Good times...I remember we were going to skip out the extra rehearsal to rehearse our competition repertoire (since we have advanced on to higher levels in the competition) and send our festival tour guides (wearing our casual uniforms) to represent us at the rehearsal. However, this did not pan out as it was tipped off to the festival that we were contemplating not showing up. It's funny now when I think about it since it's quite amusing and inspiring to think how choristers will sing anywhere because they just love to sing. That, my readers, is the making of true musicians.
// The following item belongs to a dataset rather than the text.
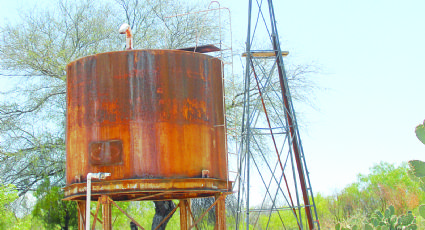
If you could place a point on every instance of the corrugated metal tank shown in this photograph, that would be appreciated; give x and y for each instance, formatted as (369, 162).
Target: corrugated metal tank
(145, 114)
Of course, instead of making immense progress on my assignment for my Electromusic course, I took a break and fiddled with random synth sounds on the keyboard and recorded them. For those of you who might be interested in what I'm doing for my actual project, I am trying to rework the last passage of Joyce's "The Dead" into a soundscape-esque entity using text and electronic sounds. I think my project would be going a lot better if I actually knew what I was doing with the software program. Currently, I'm just drowning in tracks with my multi-track software. However, I did get all my instruments working and recording so that's good! Electrical wiring is not my forte, my Physics partner can probably attest to the fact that I was as helpful as a vestigial appendix while silently watching him reconnect the circuit board for our Electricity lab. Yesterday it took me a while to figure out that I couldn't hear the playback because somebody turned the speakers off....But in my defense, people should not be turning off the speakers! That's why we switch the Mbox to input and we can turn down the volume controls on the mixer if we don't want speaker feedback! I'm just saying...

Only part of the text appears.